Information Fusion | 2006

GPS/IMU data fusion using multisensor Kalman filtering: introduction of contextual aspects

Francois Caron; Emmanuel Duflos; Denis Pomorski; Philippe Vanheeghe

The aim of this article is to develop a GPS/IMU multisensor fusion algorithm, taking context into consideration. Contextual variables are introduced to define fuzzy validity domains of each sensor. The algorithm increases the reliability of the position information. A simulation of this algorithm is then made by fusing GPS and IMU data coming from real tests on a land vehicle. Bad data delivered by GPS sensor are detected and rejected using contextual information thus increasing reliability.
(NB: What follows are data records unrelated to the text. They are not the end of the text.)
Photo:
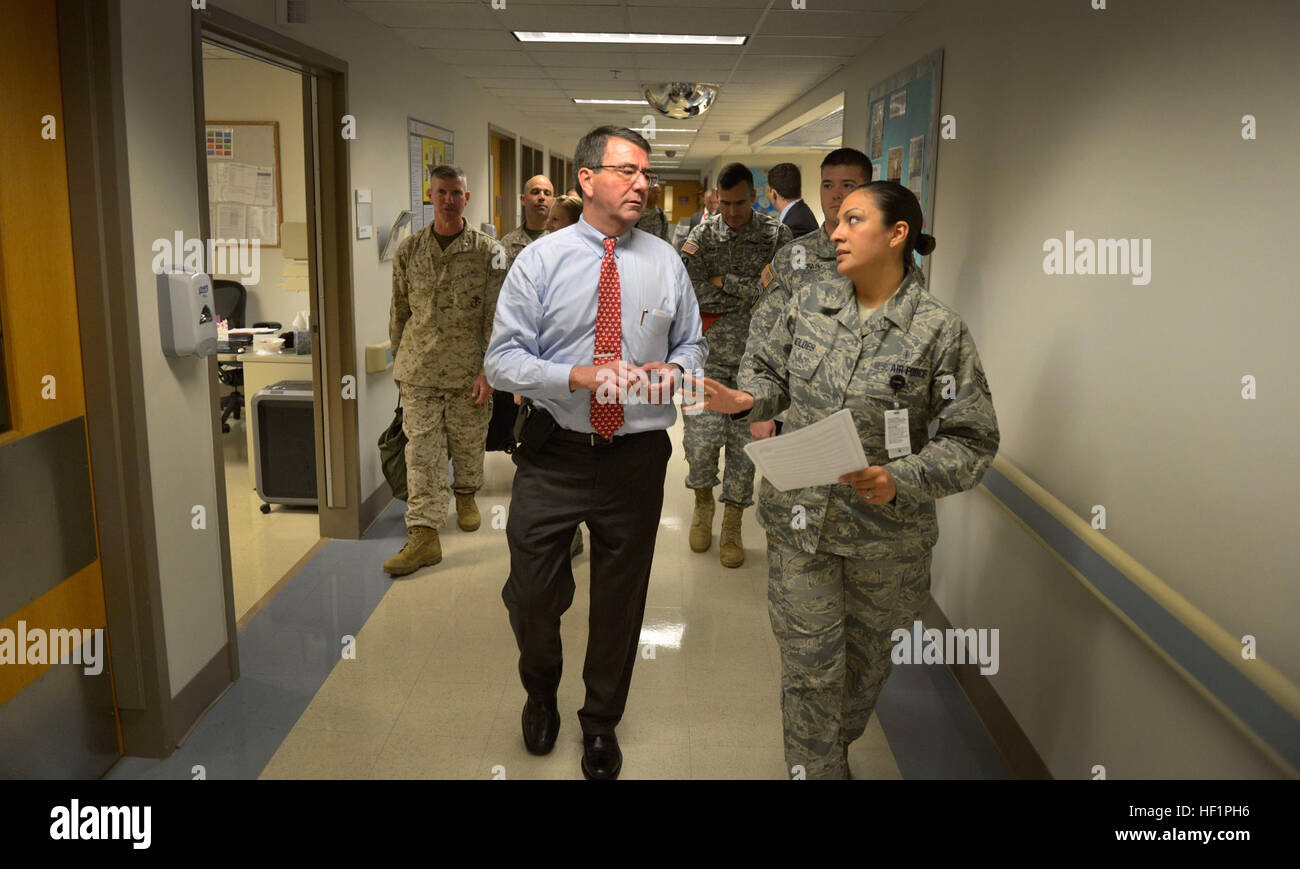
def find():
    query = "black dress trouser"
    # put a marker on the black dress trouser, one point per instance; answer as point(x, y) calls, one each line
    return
point(618, 492)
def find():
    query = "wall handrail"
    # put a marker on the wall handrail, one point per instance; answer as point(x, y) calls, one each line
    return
point(1252, 694)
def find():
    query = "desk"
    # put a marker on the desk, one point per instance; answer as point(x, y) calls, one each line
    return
point(260, 371)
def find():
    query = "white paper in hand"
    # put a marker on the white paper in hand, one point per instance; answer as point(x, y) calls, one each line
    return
point(818, 454)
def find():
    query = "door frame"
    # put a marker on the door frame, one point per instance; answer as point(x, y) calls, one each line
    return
point(339, 501)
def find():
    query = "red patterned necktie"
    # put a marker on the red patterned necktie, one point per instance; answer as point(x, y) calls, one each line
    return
point(607, 416)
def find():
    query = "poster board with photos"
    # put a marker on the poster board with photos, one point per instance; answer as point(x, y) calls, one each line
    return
point(245, 199)
point(902, 130)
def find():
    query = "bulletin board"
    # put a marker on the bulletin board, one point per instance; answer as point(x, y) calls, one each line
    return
point(428, 146)
point(243, 181)
point(902, 130)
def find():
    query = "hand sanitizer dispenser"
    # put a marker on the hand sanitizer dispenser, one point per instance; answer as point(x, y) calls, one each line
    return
point(187, 318)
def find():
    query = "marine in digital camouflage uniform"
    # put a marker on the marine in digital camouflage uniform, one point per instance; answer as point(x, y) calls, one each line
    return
point(843, 573)
point(440, 324)
point(737, 255)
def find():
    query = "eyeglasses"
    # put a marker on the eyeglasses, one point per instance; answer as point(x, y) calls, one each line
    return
point(629, 172)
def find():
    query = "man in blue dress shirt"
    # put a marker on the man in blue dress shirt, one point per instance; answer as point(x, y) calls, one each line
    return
point(594, 324)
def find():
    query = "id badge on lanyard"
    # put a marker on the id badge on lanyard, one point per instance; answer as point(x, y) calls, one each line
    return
point(897, 435)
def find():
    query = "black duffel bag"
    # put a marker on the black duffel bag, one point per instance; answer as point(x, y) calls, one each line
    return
point(501, 428)
point(393, 454)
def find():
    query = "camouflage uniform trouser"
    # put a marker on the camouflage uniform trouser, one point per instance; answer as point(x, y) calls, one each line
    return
point(436, 419)
point(705, 435)
point(832, 617)
point(709, 432)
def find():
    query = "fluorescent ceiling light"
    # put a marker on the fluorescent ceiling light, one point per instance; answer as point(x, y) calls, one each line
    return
point(636, 39)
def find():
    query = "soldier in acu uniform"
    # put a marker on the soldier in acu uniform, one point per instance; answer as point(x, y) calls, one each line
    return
point(536, 202)
point(724, 256)
point(809, 256)
point(445, 284)
point(849, 562)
Moreover, because of a lack of credibility of GPS signal in some cases and because of the drift of the INS, GPS/INS association is not satisfactory at the moment. In order to avoid this problem, the authors propose to feed the fusion process based on a multisensor Kalman filter directly with the acceleration provided by the IMU. Moreover, the filter developed here gives the possibility to easily add other sensors in order to achieve performances required.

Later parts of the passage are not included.